The actual interference with the enjoyment of the land as the sole justification for legal action is fully recognised in Europe. Even before the advent of the flying-machine and the airship the code of the Canton of Grisons provided that " property in land extends to the air space (above) and the earth beneath, so far as these may be of productive value to the owner." In the German Civil Code the rights of the airman are recognised in a clause in which the property holder " cannot prohibit such interferences undertaken at such a height or depth that he has no interest in the prevention".

It is probable that one of the first of the future laws of the air will fix the height at which air-craft must travel. In all likelihood the aeronaut will be compelled to sail at a height not less than fifteen hundred feet over inhabited districts and navigable inland waters, leaving him free to fly at any height he pleases over wildernesses and the high seas.
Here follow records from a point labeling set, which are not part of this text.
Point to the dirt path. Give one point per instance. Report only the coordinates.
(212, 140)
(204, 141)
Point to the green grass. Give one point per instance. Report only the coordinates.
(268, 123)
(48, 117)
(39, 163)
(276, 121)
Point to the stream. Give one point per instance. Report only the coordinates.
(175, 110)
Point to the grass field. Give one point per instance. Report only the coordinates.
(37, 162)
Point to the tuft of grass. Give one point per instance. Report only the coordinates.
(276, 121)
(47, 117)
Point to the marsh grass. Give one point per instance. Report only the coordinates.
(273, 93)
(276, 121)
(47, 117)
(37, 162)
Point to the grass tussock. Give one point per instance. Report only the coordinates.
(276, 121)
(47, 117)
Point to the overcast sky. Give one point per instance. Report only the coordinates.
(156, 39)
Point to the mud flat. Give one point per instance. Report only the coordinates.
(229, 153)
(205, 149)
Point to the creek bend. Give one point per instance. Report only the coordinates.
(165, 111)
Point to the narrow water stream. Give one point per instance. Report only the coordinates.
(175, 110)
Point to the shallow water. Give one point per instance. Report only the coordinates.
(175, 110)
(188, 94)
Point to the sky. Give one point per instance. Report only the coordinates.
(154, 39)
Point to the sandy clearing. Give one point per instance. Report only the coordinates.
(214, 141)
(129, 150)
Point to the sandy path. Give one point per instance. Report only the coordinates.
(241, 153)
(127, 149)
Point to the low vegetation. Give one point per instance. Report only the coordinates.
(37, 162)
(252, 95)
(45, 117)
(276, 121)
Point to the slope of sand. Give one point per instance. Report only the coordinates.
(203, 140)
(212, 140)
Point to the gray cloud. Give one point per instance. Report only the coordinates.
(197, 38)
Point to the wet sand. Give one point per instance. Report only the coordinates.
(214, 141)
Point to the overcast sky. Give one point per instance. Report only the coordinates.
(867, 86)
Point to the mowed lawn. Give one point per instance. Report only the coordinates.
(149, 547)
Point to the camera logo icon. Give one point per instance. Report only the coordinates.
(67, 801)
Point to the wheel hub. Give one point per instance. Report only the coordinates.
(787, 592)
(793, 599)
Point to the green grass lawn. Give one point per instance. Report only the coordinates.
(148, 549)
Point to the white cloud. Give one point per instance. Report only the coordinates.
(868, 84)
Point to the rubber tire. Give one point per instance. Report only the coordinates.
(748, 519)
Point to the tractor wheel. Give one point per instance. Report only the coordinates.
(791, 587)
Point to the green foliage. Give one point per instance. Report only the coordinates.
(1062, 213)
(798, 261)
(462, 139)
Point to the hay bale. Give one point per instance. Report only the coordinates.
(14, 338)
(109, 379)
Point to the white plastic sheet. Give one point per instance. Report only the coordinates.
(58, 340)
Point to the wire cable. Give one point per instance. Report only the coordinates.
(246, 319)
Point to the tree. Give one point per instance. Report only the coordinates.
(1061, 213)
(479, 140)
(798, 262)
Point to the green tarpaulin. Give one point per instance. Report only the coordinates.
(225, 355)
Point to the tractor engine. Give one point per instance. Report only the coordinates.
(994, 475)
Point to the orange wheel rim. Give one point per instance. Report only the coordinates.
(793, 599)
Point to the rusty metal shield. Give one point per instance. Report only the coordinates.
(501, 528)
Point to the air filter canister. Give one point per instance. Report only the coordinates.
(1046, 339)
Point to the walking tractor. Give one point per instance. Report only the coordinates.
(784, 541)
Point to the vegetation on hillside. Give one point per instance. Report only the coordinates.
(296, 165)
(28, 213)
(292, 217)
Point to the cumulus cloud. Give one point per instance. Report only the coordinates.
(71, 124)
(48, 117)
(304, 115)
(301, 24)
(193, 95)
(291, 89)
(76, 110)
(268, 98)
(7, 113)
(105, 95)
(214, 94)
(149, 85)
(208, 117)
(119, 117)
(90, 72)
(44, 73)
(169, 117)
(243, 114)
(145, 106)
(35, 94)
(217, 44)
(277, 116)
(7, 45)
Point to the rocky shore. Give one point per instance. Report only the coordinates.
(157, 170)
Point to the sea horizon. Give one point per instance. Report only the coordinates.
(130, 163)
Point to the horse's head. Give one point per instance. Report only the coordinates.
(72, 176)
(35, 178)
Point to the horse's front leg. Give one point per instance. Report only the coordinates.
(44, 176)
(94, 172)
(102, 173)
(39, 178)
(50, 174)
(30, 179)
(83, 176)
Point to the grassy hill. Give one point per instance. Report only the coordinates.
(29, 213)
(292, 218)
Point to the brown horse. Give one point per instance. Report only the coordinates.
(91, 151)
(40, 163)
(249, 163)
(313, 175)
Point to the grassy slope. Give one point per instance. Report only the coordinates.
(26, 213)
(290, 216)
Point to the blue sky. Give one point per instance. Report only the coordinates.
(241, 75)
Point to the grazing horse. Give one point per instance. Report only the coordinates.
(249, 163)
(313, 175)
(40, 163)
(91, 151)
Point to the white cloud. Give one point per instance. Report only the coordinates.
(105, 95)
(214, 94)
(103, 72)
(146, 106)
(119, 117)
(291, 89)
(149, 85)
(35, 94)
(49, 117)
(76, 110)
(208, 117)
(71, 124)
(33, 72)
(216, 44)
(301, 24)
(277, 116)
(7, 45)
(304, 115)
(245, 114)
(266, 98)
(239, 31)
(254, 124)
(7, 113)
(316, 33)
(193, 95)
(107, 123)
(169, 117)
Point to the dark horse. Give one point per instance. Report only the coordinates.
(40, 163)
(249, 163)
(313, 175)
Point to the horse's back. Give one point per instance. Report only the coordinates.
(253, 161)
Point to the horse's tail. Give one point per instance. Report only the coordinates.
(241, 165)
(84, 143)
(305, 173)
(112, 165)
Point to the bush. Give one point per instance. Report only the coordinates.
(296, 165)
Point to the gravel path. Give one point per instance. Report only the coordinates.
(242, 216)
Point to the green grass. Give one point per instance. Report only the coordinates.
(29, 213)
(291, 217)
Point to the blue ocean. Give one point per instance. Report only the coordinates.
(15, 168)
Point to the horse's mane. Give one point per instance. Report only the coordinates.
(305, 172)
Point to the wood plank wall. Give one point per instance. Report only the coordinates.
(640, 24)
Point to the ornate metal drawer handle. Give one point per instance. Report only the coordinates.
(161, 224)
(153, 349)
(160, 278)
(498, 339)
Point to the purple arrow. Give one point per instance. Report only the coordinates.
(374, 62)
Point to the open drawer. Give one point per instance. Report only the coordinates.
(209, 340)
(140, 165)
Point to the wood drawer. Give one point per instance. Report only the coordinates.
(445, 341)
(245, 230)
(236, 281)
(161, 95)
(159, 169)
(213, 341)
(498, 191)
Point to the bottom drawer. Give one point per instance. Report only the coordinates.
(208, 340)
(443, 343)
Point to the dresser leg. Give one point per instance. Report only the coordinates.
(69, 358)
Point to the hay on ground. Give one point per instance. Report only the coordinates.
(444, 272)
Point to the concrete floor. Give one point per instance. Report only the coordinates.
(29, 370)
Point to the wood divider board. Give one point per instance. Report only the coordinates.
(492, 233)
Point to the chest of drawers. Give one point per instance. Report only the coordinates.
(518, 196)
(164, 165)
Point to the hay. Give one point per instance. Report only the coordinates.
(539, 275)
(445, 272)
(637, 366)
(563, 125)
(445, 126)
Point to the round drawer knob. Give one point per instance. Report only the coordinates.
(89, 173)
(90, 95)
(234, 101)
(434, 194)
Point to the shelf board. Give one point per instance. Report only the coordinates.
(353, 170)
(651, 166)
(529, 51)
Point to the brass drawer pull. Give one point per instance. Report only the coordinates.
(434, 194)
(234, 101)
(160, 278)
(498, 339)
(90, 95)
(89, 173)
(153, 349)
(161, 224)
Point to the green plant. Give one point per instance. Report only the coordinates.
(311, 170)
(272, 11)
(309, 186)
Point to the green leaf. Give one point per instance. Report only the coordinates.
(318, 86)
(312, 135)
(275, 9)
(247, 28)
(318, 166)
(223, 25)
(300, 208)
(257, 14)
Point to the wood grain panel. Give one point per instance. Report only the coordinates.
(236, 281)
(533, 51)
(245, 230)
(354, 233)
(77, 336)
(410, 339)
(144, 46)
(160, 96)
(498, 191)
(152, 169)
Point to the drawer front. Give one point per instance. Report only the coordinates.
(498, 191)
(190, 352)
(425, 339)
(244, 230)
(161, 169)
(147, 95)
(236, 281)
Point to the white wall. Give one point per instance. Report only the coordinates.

A man who sails over a city not only takes his own life into his hands, but also endangers the lives of others, because he cannot readily alight should his motor fail him. The French advocate, Fau-chille, has therefore proposed a law which will forbid flying over communities without the permission of the authorities.

That an action can be brought against an aviator who alights upon a piece of land without the owner's permission, even though he be compelled to do so against his will, is even now well established. In a New York case (Guille v. Swann, 19 Johns. 381; 10 Amer. Dec. 234) decided in 1822, an aeronaut was held responsible not only for the direct damage caused by the descent of his balloon into a garden, but even for the remote damage caused by the crowding of strangers upon the property to satisfy their curiosity. Such unpremeditated descents will be frequent in coming years. The obvious necessity of sometimes alighting against one's will demands some law which will enable the airman to land without necessarily incurring a suit for damages or imprisonment. Judge Simeon Baldwin questions whether it will not be advisable to prescribe a mode of indicating where a landing is prohibited and where it is permitted. If, for instance, a red flag were made the sign of prohibition, it may fairly be provided, in his opinion, that to land in the face of such a warning the aviator subjects himself to an action for double damages, enforcible by his arrest. The Berlin Conference relating to wireless telegraphy imposed on all coast and shipping stations the duty of exchanging wireless messages, regardless of the system employed. A similar arrangement would probably apply to the right of air-craft to use local areas set apart for alighting, mooring, and embarkation. It would seem that a distinction should be made between an accidental landing, which is due to negligence and which causes damage, and a landing which is made with all due care in order to save the airman from death. In the one case a penalty of some kind should be imposed, but in the other the airman should be allowed to escape by simply paying the amount of the actual damage which he has inflicted. Judge Baldwin has even raised the question whether the law of self-preservation cannot be invoked by an airman who is compelled to make an immediate landing to save his own life and by so doing accidentally causes the death of another.